Originally Posted by modrobert

Looks like this one...

http://aminet.net/package/dev/asm/DvPkMacros

Code:

btstm   Macro                   ;test one bit in a longword
        btst #(\1)&$7,(3^((\1)>>3))+\2
        Endm

What a nice macro!

litwr · 26 May 2021, 19:17

Quote:

Originally Posted by Don_Adan

Really "perfectly right?"

BTW your code which replaces SUB #14,D6 with SUB #28,D6 imposes a limit of 9360 digits.

The older one could be used up to 9400 digits. You code has also made the algo less clear.

Don_Adan · 26 May 2021, 20:39

Quote:

Originally Posted by litwr

BTW your code which replaces SUB #14,D6 with SUB #28,D6 imposes a limit of 9360 digits. The older one could be used up to 9400 digits. You code has also made the algo less clear.

My code which replaces sub #14,d6 with sub #28,d6 imposes a limit of 9360 digits?
Oooh, really? It must be magic. Here is this optimisation http://eab.abime.net/showpost.php?p=...&postcount=138

Code:

.l7 
;     lsr d6       ; 2 bytes 
         mulu #7,d6          ;kv = d6
         move.l d6,d3
         lea.l ra(pc),a3

         exg.l a5,a6
         jsr Forbid(a6)
         moveq.l #INTB_VERTB,d0
         lea.l VBlankServer(pc),a1
         jsr AddIntServer(a6)
         exg.l a5,a6
         ;move.w #$4000,$dff096    ;DMA off
 ;        lsr d3      ; 2 bytes 

     lsr.w #2,D3  ; 2 bytes 
        subq #1,d3
         move.l #2000*65537,d0
         move.l a3,a0
.fill    move.l d0,(a0)+
         dbra d3,.fill

.l0      clr.l d5       ;d <- 0
;         clr.l d4    ; 2 bytes less 
         clr.l d7
 ;        move d6,d4     ;i <- kv  ; 2 bytes
 ;        add.l d4,d4     ;i <- i*2  ; 2 bytes

  move.l D6,D4         ; 2 bytes
         adda.l d4,a3
.....

endif
 ;        sub.w #14,d6   ;kv   ;4 bytes 
        sub.w #28,D6         ; 4 bytes
         bne .l0

6 instructions (14 bytes), are replaced with 3 instructions (8 bytes)
Of course you can use any program for count this.

This is less clear? 4 digits, every digit 7 bytes. Then sub 28 is less readable than sub 14 ?

litwr · 26 May 2021, 20:48

Quote:

Originally Posted by Don_Adan

Oooh, really? It must be magic.

You have missed the point. Your code imposes that limit because D6 has to keep a larger value now.

Indeed, it is not important because we have a practical limit of 9280 digits now. 9360 is a much larger number.

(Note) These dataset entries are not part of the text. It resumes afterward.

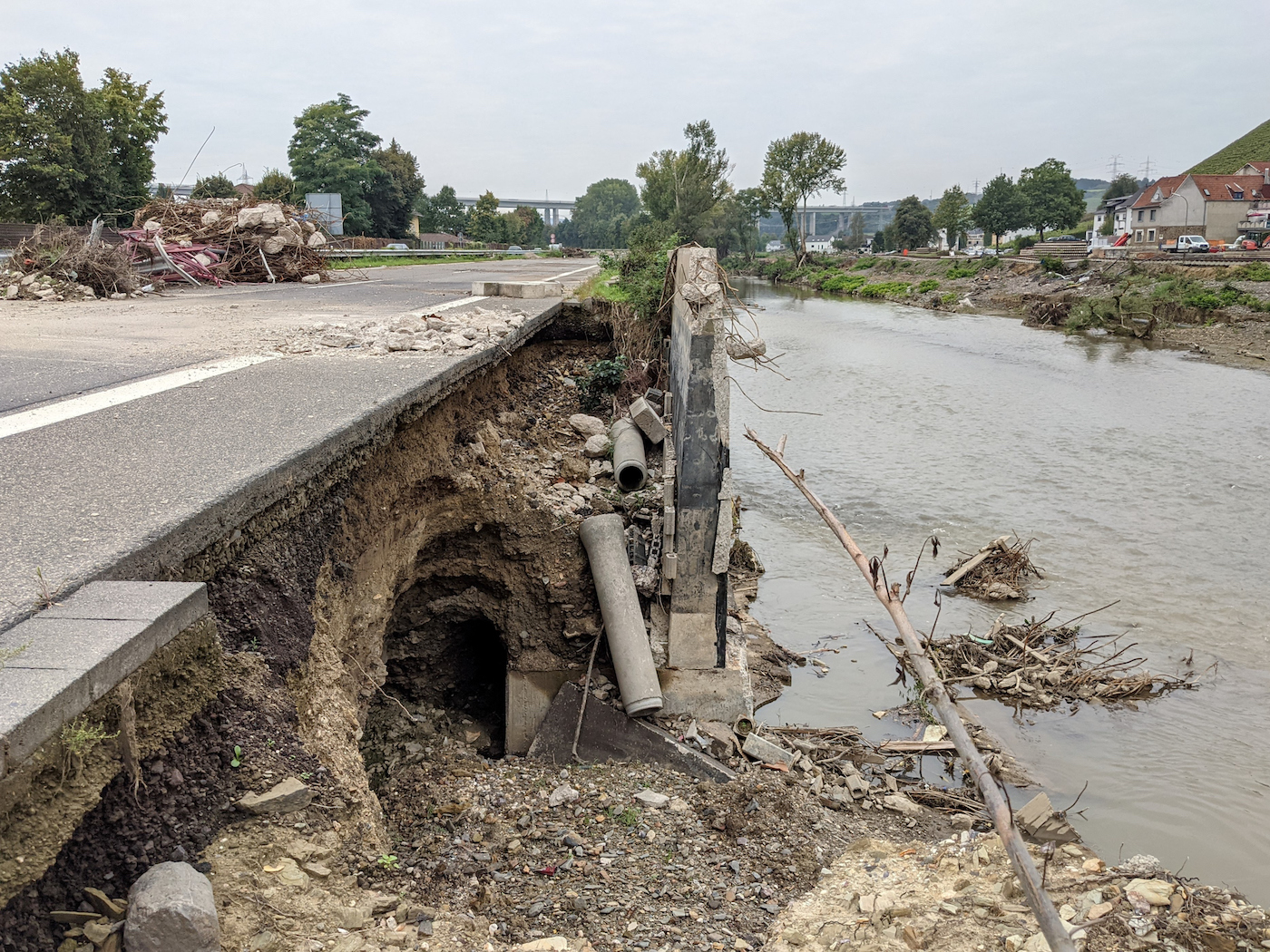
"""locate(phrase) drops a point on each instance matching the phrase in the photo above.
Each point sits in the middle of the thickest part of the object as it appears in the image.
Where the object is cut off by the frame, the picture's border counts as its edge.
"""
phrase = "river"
(1142, 475)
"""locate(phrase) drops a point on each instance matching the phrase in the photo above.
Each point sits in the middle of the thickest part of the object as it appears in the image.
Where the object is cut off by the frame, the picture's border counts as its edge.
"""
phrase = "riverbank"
(1219, 313)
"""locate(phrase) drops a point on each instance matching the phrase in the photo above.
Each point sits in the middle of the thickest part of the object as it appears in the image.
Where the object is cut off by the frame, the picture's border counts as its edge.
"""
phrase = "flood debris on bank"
(999, 571)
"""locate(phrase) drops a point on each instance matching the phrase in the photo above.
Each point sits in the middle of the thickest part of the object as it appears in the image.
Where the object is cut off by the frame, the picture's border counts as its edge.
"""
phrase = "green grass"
(394, 260)
(1253, 146)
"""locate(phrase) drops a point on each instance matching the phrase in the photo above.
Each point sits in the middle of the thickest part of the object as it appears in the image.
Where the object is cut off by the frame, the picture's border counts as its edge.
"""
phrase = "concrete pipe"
(630, 467)
(605, 541)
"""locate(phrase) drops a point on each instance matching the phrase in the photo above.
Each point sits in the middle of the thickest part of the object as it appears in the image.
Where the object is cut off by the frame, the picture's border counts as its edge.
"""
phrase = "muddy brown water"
(1143, 478)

Therefore your optimization is still actual.

Don_Adan · 26 May 2021, 21:01

Because Pi routine after some time is overflowed more than 1 bit ( over $1FFFF), then my idea can not be used. Thanks to Phil for tests this. And Saimo version is the best option for internal loop.

Anyway if someone will be need fast (?) 32/16 divide with maximum $1FFFF output then he can used my last attempt. Exactly this is divide by 15 bits maximum because bit 16 is zero, and D7 high word is already cleared.

Code:

 lsr.l #1,D3 
 divu.w d4,d3 
 move.w d3,d7 
 clr.w d3 
 swap d3 
 addx.w D3,D3 
 add.l D7,D7 
 sub.w D4,D3 
 bpl.b OneMore
 add.w D4,D3
 subq.l #1,D7
OneMore
 addq.l #1,D7

Don_Adan · 26 May 2021, 21:06

Quote:

Originally Posted by litwr

You have missed the point. Your code imposes that limit because D6 has to keeps a larger value now.

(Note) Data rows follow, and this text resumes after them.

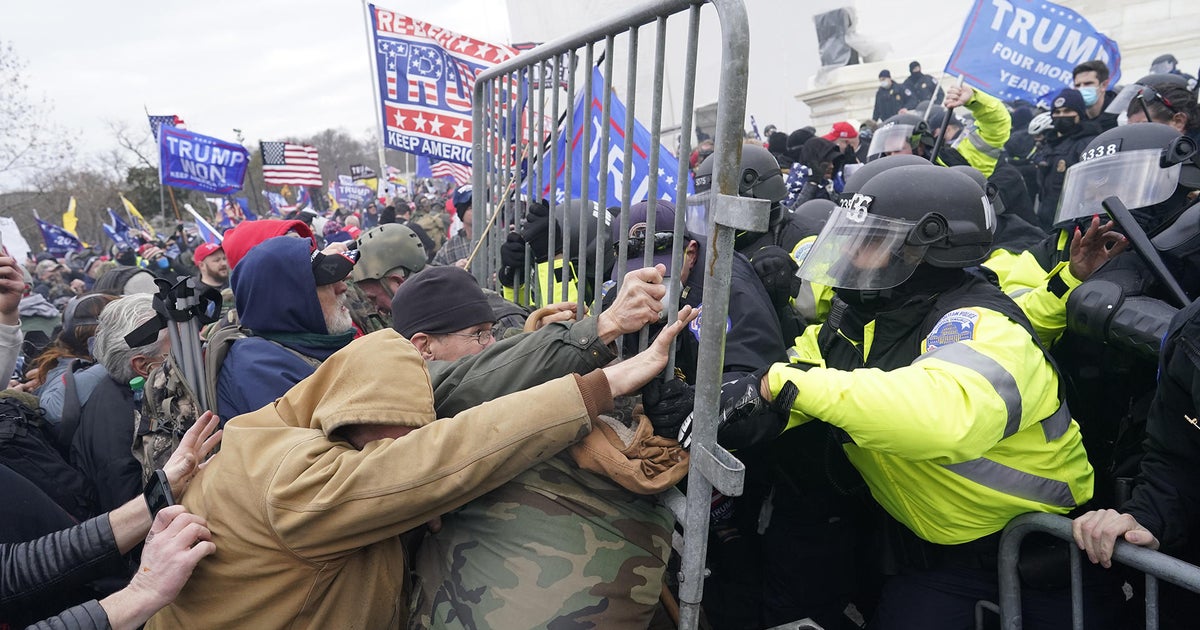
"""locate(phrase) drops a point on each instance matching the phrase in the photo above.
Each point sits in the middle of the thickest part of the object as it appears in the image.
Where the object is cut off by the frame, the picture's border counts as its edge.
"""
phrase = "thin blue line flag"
(1027, 49)
(58, 240)
(588, 165)
(119, 232)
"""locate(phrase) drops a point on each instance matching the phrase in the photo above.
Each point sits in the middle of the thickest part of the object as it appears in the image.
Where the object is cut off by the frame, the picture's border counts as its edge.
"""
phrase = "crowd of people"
(935, 334)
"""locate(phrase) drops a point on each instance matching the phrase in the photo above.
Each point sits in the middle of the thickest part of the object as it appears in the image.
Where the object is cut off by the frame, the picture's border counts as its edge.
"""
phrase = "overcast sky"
(269, 67)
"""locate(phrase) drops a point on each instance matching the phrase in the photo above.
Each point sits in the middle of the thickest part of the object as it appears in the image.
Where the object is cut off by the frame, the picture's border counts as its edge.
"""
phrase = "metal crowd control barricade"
(1156, 565)
(521, 108)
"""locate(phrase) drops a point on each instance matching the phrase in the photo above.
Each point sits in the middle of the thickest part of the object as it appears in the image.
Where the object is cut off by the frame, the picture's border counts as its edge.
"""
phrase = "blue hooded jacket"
(276, 294)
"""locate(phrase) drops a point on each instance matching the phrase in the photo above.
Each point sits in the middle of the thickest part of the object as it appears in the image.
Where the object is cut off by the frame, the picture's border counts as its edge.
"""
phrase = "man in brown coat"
(309, 496)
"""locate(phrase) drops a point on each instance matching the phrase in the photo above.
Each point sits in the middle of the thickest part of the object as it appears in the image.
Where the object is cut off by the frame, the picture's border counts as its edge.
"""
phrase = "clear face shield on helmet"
(696, 215)
(889, 139)
(857, 250)
(1120, 103)
(1137, 178)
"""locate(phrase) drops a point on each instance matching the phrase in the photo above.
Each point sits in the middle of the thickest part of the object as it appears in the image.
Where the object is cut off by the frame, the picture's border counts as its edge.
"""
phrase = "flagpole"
(253, 189)
(375, 85)
(162, 198)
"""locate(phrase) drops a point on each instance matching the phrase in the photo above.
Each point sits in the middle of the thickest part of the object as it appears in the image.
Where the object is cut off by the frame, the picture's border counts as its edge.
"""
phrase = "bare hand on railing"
(627, 377)
(1097, 532)
(549, 315)
(1092, 249)
(639, 304)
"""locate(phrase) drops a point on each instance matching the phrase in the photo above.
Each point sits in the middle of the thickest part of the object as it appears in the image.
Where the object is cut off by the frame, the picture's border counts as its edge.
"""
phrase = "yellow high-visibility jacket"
(955, 415)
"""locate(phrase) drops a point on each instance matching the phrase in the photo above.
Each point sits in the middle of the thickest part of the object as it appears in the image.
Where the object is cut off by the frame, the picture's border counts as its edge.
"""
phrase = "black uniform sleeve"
(31, 570)
(87, 616)
(754, 341)
(1167, 497)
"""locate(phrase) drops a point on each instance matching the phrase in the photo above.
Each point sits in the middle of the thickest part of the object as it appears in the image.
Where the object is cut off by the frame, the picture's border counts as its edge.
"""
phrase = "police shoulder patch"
(954, 327)
(802, 251)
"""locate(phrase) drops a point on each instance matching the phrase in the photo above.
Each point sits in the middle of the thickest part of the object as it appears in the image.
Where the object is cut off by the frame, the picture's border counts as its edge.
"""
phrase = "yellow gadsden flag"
(138, 220)
(70, 220)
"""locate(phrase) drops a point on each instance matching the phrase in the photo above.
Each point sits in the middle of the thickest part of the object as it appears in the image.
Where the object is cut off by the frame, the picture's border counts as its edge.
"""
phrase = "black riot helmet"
(867, 172)
(1120, 103)
(901, 132)
(761, 177)
(997, 203)
(903, 217)
(1150, 167)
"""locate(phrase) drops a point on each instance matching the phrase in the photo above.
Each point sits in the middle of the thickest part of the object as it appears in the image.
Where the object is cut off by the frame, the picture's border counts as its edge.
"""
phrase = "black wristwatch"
(157, 493)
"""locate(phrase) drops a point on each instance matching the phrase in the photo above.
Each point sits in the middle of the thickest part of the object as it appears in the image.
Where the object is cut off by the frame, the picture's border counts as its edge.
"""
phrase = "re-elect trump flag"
(586, 160)
(1027, 48)
(58, 240)
(425, 76)
(189, 160)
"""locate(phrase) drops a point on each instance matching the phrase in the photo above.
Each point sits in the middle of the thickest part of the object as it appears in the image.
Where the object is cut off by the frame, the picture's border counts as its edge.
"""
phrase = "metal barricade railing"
(519, 156)
(1156, 565)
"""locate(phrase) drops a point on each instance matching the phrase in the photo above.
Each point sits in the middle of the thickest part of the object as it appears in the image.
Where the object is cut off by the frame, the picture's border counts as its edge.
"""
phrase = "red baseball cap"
(841, 130)
(204, 251)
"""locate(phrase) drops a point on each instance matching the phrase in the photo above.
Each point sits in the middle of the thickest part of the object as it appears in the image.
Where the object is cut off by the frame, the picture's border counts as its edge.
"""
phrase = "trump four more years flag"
(425, 78)
(189, 160)
(1027, 49)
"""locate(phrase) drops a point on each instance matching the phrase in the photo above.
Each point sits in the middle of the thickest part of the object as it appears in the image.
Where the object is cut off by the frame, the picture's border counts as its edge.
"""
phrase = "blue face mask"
(1090, 95)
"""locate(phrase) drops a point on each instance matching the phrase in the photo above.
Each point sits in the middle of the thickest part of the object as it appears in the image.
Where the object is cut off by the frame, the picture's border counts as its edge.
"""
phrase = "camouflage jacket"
(555, 547)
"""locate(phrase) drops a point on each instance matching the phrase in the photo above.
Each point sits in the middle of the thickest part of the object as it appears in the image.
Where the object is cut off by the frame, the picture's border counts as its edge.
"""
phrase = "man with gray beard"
(292, 301)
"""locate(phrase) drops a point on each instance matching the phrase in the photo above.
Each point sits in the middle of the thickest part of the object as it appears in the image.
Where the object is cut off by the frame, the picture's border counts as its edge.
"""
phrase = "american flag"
(169, 120)
(460, 173)
(796, 179)
(291, 163)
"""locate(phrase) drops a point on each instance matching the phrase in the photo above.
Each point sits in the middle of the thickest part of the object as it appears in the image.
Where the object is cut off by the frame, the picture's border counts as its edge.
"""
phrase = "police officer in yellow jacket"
(946, 403)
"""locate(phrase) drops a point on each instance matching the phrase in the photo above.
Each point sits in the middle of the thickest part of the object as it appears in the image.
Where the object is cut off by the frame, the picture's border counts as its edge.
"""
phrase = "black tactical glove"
(513, 261)
(741, 402)
(667, 405)
(537, 231)
(777, 271)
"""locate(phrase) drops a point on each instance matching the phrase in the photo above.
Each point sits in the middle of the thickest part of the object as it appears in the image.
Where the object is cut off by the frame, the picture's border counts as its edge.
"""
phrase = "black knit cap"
(438, 300)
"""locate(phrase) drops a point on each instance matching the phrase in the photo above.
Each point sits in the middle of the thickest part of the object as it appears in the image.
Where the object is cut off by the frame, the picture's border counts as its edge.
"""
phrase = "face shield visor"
(1120, 103)
(696, 215)
(889, 139)
(861, 251)
(1137, 178)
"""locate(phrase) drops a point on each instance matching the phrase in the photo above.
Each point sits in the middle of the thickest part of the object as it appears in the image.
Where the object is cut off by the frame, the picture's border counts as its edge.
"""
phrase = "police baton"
(1140, 241)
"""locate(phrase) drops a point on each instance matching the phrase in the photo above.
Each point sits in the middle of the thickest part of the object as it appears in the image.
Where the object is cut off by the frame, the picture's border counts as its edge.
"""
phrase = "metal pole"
(375, 88)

Indeed, it is not important because we have a practical limit of 9280 digits now. 9360 is a much larger number.

Therefore your optimization is still actual.

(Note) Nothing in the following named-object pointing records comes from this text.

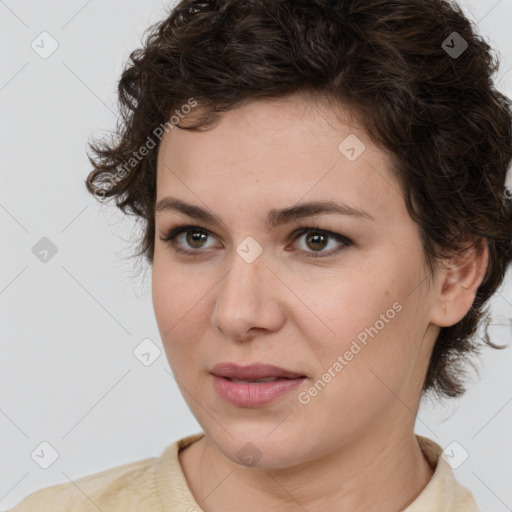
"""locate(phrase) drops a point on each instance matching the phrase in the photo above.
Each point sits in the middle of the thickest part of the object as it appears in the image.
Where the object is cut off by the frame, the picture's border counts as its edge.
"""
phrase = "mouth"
(256, 372)
(252, 386)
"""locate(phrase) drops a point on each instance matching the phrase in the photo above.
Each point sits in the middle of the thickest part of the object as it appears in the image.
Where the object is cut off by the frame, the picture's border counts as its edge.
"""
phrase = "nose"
(248, 301)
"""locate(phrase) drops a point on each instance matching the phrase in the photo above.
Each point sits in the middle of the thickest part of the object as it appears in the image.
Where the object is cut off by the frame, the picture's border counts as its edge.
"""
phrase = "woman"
(322, 190)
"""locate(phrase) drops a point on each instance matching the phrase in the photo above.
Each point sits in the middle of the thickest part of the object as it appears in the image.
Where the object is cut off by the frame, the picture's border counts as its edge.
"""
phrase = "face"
(341, 299)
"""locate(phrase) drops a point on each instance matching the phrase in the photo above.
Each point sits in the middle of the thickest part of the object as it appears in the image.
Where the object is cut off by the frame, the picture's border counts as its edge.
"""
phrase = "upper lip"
(252, 372)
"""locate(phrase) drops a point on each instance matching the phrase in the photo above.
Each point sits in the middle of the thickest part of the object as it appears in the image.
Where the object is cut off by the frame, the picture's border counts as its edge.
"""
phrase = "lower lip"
(253, 394)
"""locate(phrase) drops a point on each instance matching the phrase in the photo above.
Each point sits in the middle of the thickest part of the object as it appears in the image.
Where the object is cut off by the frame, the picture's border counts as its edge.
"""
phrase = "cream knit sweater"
(158, 484)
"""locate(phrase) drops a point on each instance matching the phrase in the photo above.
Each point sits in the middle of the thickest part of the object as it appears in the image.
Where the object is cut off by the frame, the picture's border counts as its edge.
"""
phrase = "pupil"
(191, 238)
(315, 237)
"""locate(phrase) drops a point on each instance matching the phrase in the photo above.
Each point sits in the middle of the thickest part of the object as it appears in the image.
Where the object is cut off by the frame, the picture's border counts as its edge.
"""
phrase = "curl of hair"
(440, 118)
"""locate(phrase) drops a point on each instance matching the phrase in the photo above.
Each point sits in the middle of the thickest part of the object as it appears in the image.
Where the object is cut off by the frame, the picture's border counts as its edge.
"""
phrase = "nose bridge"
(246, 298)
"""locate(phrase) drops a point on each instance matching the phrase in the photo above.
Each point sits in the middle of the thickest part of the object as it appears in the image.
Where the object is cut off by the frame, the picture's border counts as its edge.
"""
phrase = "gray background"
(68, 375)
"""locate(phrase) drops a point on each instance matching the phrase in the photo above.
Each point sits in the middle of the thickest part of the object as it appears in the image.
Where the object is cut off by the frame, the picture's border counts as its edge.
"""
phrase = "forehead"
(281, 152)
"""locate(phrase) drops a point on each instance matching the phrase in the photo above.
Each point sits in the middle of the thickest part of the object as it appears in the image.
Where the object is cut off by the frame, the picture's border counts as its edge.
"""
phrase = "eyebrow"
(275, 217)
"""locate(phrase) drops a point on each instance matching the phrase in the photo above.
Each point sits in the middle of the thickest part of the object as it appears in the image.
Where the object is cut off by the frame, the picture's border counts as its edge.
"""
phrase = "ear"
(457, 284)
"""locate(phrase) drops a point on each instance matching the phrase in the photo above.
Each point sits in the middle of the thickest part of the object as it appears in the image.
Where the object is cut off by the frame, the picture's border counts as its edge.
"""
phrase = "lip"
(253, 394)
(253, 371)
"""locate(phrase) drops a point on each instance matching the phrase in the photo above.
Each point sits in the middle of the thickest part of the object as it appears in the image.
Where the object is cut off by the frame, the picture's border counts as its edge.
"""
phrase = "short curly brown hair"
(415, 72)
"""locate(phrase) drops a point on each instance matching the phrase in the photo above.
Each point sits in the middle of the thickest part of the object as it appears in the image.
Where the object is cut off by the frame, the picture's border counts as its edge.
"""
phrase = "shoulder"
(124, 488)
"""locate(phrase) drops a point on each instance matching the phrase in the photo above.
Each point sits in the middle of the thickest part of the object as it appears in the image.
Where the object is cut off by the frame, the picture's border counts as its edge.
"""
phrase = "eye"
(317, 239)
(196, 237)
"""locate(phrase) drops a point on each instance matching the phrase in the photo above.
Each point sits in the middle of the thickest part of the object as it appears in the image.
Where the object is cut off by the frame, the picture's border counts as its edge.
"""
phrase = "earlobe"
(458, 283)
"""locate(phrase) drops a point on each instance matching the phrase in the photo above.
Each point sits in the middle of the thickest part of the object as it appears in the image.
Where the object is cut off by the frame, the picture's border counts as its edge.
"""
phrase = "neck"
(374, 472)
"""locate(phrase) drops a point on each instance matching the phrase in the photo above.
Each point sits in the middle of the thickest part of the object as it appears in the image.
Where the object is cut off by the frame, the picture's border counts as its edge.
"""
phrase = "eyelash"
(176, 231)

How you calculated this? Which program you used? 9360 is maximum value for $10000 buff and this is not changed.

Don_Adan · 26 May 2021, 21:23

Quote:

Originally Posted by litwr

And please be less cryptic about details. BTW I understand Polish...

I was in Warsaw many times.

This is EAB rule then you must be happy with my very poor english or wait 100 years when Google translator will be good enough for translation polish texts.

litwr · 27 May 2021, 11:29

Quote:

Originally Posted by Don_Adan

How you calculated this? Which program you used? 9360 is maximum value for $10000 buff and this is not changed.

Your changes make the value of D6 two times larger, and D6 keeps a word value. 0xffff is enough for 9360 digits. If D6 was two times less it would allow us to use up to 9400 digits.
I can assume that non-English language may be allowed in quotes.

Don_Adan · 27 May 2021, 12:07

Quote:

Originally Posted by litwr

Your changes make the value of D6 two times larger, and D6 keeps a word value. 0xffff is enough for 9360 digits. If D6 was two times less it would allow us to use up to 9400 digits.
I can assume that non-English language may be allowed in quotes.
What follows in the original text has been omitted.